The Black Death Project
How do we render and receive stories of death and violence in black communities? Cathy Cohen (University of Chicago, Political Science), film producer and director Orlando Bagwell, and sculptor Garland Taylor develop a project that investigates how representations of blackness, death and violence are reflected in and refracted by neoliberalism and new media.



Orlando Bagwell
Orlando Bagwell is an award-winning documentary filmmaker whose films have captured the history of violence and movement from slavery to the civil rights and Black power movements and present-day stories of race and conflict in contemporary American society. He received his BA and masters degree from Boston University in filmmaking and journalism, and was recently appointed as Director of the Documentary Program at The University of California, Berkeley, Graduate School of Journalism. Throughout his documentary career his work has considered the tensions within America’s racial diversity by considering the foundations of attitudes and actions beginning in its early history of slavery and slave resistance and the implications of that history in America’s 21st century where shifting demographics represent an emerging new majority representing people of color. Always recognizing the power of story as a transformative tool, his work considers what these changes mean for an understanding of national identity and futures.
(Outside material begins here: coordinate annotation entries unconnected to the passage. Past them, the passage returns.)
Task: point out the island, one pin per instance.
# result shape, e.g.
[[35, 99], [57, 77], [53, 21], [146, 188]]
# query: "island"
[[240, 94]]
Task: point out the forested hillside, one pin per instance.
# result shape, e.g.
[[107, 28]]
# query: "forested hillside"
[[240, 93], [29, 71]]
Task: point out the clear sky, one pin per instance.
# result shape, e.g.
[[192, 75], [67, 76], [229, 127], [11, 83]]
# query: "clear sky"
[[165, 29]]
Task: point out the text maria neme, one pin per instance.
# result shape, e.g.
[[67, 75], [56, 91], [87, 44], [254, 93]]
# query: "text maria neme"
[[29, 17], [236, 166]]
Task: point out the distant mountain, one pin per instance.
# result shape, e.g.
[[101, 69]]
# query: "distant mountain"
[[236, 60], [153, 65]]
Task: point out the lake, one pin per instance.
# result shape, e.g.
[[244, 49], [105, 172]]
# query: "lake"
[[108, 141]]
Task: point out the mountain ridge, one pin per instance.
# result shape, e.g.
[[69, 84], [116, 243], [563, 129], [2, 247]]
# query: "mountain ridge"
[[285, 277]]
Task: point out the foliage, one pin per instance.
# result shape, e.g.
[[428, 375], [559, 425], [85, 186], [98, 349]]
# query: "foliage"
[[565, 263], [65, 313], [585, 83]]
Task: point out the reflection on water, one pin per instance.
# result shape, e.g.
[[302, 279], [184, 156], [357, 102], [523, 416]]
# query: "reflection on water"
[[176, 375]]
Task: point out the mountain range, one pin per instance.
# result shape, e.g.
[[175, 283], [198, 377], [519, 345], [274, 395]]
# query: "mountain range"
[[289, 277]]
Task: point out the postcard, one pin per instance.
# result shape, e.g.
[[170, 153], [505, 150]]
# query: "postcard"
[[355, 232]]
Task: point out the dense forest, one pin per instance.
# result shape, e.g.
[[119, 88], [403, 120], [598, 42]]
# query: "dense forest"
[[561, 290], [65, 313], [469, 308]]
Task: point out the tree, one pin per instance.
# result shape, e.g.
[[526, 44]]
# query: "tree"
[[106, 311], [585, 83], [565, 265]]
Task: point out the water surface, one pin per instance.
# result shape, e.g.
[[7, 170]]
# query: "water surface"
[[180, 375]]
His work as a filmmaker and storyteller has translated this conversation of American identity into long form dramatic documentary films, biographies, series television and museum installations - all contributing to an ongoing exploration of the historical precedents and events that contribute to a shifting national identity and consideration of how race, gender and American identity converge, diverge, and interact.
Some of Bagwell's films include Citizen King, a documentary for PBS about the life of Dr. Martin Luther King; Eyes on the Prize, a 14-part mini-series on the civil rights movement in America; and Roots of Resistance: The Story of the Underground Railroad. Bagwell was also a recent director at the Ford Foundation where he oversaw JustFilms, a foundation initiative which supports independent film and digital storytelling projects that explore urgent social justice issues.
Cathy Cohen
Cathy J. Cohen is the David and Mary Winton Green Professor of Political Science and chair of the department. She has served as the Deputy Provost for Graduate Education and is the former Director of the Center for the Study of Race, Politics and Culture at the University of Chicago. Cohen is the author of two books: Democracy Remixed: Black Youth and the Future of American Politics (Oxford University Press 2010) and The Boundaries of Blackness: AIDS and the Breakdown of Black Politics (University of Chicago Press 1999) and co-editor with Kathleen Jones and Joan Tronto of Women Transforming Politics: An Alternative Reader (NYU, 1997). Her work has been published in numerous journals and edited volumes including the American Political Science Review, GLQ, NOMOS, and Social Text. Cohen is principal investigator of two major projects: The Black Youth Project and the Mobilization, Change and Political and Civic Engagement Project. Her general field of specialization is American politics, although her research interests include African-American politics, women and politics, lesbian and gay politics, and social movements.
Garland Martin Taylor
Garland is a sculptor and independent researcher from Chicago where he studied both sculpture and visual studies at the School of the Art Institute of Chicago. In his studio he welds, shapes, and polishes metal manufacturing industry discards into both life-sized functional works, and monumental public sculptures. His new works are fueled in part by research interests that stem from a brief stint at the DuSable Museum of African American History where Garland was introduced to the works of Henry Jackson Lewis, a late nineteenth century African American artist, engraver, and political cartoonist. Since 2012 Garland has devoted half of his professional practice to studying the life and art of H. J. Lewis. He recently contributed the essay Out of Jest: The Art of Henry Jackson Lewis to "Comics & Media: A Special Issue of Critical Inquiry." And in late 2014 Garland was awarded a Curtis Sykes Memorial Grant for Arkansas History from the Arkansas History Commission to further research Lewis.